Gli aspetti tecnici innovativi del test KaryoPlus sono rappresentati da una maggiore risoluzione (60 Milioni di reads vs 30 Milioni) e una maggiore capacità di evidenziare le alterazioni cromosomiche strutturali submicroscopiche (>7 Mb vs >10 Mb) come le microdelezioni.

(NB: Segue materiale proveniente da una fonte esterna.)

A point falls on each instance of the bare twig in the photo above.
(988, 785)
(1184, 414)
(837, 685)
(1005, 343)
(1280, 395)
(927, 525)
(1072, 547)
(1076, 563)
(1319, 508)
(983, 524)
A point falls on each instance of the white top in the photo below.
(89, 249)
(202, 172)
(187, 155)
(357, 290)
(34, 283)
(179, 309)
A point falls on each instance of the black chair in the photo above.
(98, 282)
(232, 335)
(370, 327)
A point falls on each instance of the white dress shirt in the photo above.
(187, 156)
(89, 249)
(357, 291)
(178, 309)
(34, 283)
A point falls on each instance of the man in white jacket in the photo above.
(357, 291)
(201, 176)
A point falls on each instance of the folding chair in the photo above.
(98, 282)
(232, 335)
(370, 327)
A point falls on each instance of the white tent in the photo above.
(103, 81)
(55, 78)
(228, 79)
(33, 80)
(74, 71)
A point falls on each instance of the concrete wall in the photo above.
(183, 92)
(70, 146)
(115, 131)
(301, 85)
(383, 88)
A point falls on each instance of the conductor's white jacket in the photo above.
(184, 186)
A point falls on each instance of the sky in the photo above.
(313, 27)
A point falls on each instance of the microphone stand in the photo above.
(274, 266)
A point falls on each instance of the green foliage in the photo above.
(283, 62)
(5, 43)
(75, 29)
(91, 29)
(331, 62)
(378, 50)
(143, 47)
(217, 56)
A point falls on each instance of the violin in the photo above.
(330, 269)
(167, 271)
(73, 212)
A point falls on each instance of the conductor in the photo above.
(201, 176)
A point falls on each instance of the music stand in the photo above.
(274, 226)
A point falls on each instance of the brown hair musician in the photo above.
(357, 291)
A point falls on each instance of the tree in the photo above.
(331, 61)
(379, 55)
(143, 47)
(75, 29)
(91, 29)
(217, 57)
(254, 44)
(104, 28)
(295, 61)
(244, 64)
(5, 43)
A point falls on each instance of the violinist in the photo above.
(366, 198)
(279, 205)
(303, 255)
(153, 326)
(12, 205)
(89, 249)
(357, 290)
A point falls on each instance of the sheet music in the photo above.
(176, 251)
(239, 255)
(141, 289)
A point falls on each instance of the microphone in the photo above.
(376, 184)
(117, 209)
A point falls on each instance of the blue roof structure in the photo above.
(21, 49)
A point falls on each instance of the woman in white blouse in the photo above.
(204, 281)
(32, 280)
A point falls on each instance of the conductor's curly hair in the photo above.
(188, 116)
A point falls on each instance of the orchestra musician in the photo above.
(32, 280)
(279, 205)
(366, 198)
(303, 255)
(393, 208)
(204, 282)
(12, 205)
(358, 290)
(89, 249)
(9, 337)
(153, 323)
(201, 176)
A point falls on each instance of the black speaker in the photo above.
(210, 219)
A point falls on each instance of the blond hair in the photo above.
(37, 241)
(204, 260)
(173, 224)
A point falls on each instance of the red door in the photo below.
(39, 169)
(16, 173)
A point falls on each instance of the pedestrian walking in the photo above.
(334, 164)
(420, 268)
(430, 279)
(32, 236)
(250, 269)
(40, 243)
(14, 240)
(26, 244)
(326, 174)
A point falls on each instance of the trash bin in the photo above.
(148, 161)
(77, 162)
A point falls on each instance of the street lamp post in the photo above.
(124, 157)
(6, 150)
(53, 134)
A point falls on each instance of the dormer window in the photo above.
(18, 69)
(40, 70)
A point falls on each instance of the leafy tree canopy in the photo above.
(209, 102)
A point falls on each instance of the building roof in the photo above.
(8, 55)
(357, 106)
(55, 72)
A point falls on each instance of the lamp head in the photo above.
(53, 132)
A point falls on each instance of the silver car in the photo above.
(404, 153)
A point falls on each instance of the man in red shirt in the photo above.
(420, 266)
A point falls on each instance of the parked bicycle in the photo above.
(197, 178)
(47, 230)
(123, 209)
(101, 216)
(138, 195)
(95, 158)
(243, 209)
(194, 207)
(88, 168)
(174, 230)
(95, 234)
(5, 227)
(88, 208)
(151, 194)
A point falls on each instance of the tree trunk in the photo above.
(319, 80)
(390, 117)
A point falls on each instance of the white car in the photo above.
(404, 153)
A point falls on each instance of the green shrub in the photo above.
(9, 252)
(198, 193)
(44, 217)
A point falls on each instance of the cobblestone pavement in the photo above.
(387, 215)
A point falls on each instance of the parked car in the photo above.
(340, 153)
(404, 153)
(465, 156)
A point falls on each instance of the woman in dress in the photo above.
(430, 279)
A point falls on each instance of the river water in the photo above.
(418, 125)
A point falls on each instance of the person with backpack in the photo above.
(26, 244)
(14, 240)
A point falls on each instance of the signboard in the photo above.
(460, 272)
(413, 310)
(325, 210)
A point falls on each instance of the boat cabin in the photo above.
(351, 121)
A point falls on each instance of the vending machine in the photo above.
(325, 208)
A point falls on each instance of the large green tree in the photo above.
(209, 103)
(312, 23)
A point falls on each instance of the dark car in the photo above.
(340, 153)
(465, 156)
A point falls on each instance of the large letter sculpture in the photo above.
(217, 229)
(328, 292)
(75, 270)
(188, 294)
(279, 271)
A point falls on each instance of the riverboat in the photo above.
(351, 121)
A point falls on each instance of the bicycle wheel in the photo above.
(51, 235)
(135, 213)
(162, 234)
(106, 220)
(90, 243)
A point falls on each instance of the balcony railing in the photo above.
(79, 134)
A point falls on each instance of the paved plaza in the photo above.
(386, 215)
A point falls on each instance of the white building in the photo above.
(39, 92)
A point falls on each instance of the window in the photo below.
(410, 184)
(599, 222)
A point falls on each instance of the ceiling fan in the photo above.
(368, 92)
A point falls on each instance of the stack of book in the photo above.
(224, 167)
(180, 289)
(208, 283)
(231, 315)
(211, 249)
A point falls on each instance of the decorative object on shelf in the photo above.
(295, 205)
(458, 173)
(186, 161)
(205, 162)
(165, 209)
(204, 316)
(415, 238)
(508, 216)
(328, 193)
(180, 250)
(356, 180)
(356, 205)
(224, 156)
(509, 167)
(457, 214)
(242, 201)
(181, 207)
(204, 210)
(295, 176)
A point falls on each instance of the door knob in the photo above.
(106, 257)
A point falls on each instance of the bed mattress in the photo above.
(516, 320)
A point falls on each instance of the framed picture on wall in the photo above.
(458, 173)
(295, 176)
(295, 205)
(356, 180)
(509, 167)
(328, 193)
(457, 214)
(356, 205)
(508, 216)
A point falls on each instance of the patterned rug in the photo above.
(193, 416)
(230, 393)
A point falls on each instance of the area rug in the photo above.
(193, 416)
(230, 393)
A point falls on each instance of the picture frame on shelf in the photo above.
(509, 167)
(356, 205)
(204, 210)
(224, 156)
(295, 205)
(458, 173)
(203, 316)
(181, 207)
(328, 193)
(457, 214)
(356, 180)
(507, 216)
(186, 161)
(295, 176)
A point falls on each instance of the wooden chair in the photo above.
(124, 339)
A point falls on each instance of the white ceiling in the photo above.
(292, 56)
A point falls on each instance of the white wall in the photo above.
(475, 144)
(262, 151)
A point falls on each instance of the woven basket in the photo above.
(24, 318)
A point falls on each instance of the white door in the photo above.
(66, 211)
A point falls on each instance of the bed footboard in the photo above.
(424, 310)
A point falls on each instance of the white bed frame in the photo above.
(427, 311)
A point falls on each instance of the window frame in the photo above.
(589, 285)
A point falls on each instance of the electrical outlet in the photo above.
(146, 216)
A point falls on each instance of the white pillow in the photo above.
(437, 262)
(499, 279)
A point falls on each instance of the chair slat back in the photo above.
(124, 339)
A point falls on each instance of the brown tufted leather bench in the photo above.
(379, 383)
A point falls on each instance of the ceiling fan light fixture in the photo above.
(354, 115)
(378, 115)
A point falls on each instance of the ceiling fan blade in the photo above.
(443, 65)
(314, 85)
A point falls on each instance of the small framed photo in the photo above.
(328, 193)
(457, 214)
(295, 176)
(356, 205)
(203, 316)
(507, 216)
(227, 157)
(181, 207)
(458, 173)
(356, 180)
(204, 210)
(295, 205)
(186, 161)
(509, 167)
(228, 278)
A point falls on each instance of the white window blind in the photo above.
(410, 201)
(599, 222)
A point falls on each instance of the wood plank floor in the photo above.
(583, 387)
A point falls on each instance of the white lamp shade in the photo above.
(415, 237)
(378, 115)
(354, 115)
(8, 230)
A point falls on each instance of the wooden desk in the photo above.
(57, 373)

Tali sindromi (Tab.N.1) presentano un’importanza clinica variabile a seconda dei geni mancanti del cromosoma coinvolto, della regione cromosomica interessata e delle relative dimensioni. Sono sindromi rare, il rischio non dipende dall’età materna e in assenza di storia familiare è lo stesso per tutte le coppie. La mancanza di segni ecografici prima delle 26 settimane porta ad una diagnosi prenatale tardiva o post nascita. La ragione per cui il test indaga in maniera specifica queste 9 patologie si basa sui seguenti criteri:
• frequenza relativamente alta nei nati vivi (1:4000→1:200.000) rispetto ad altre sindromi rare;
• assenza di segni ecografici prima delle 26 settimane che possano indirizzare la diagnosi in modo specifico su sospetto clinico in assenza di storia familiare;
• elevata mortalità e morbidità alla nascita;
• quadro clinico e storia naturale post-natale noti, anche se in alcuni casi la penetranza è variabile e non sempre tutti i segni e sintomi descritti sono presenti.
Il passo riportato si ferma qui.